Выбрать главу

— Ох, Сидорко, будет вам Иван сниться!

— Будет за вами с палкой гоняться!

Холодом повеяло на Сидорка, палка будто примерзла к его ладони. Ну словно он без позволения выхватил ее из мертвой руки Ивана.

Штым, задрожав, ткнул палку в угол.

Ивановы побратимы, ближайшая родня, соседи тихонько рассаживались за столом. Держались все скованно, сдержанно, больше молчали, точно воротились после тяжкой-претяжкой работы.

Женщины подавали — кому не хватило — тарелки, ложки, вилки, поспешно протирали полотенцем стаканы. Народу было много, сидели тесно, то у одного, то у другого вырывался вздох — как эхо того, что свершилось на кладбище, как отзвук песни, которую отец Климентий на прощание пел для людей.

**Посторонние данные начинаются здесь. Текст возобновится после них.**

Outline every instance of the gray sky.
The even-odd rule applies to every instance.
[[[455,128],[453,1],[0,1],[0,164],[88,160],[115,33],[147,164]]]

Чудились в этих вздохах дыхание бубна и тихий-тихий перезвон тарелок в оркестре.

В комнате запахло сливовицей — ее разлили по бутылкам из двух огромных четвертей, все уже положили себе на тарелки закуску, что кому нравилось и кто сколько мог съесть после первой рюмки, и тогда встал ровесник Ивана, самый близкий его друг Гаврило Петрашко. Говорить он был не мастер, к тому же заикался так, будто кто-то отсекал у него слова и пускал их камнем на дно. Постоял Гаврило, растерянно оглядывая всех, точно ему должны были что-то подсказать, в чем-то помочь, а может быть, даже спасти. И вдруг, словно по мановению невидимого волшебника, рухнула запруда и пошло и пошло. Побратим Гаврило говорил с Иваном как с живым, вспоминал детство, когда они бегали, светя голыми пятками и исцарапанными коленками, вспоминал их весны, лошадей, работу на фабрике, потом фронтовые кровавые дороги на службе у цесаря, не забыл, сколько раз менялись в старину государственные режимы — как приходили, так и уходили. С уважением говорил о том, как Иван вил свое гнездо, покупал землю, пахал, сажал и сеял. Рассказывал, как он любил Ивана, советовался с ним и теперь тоже, начиная любое дело, большое и малое, будет думать, с какого боку приступил бы к нему Иван.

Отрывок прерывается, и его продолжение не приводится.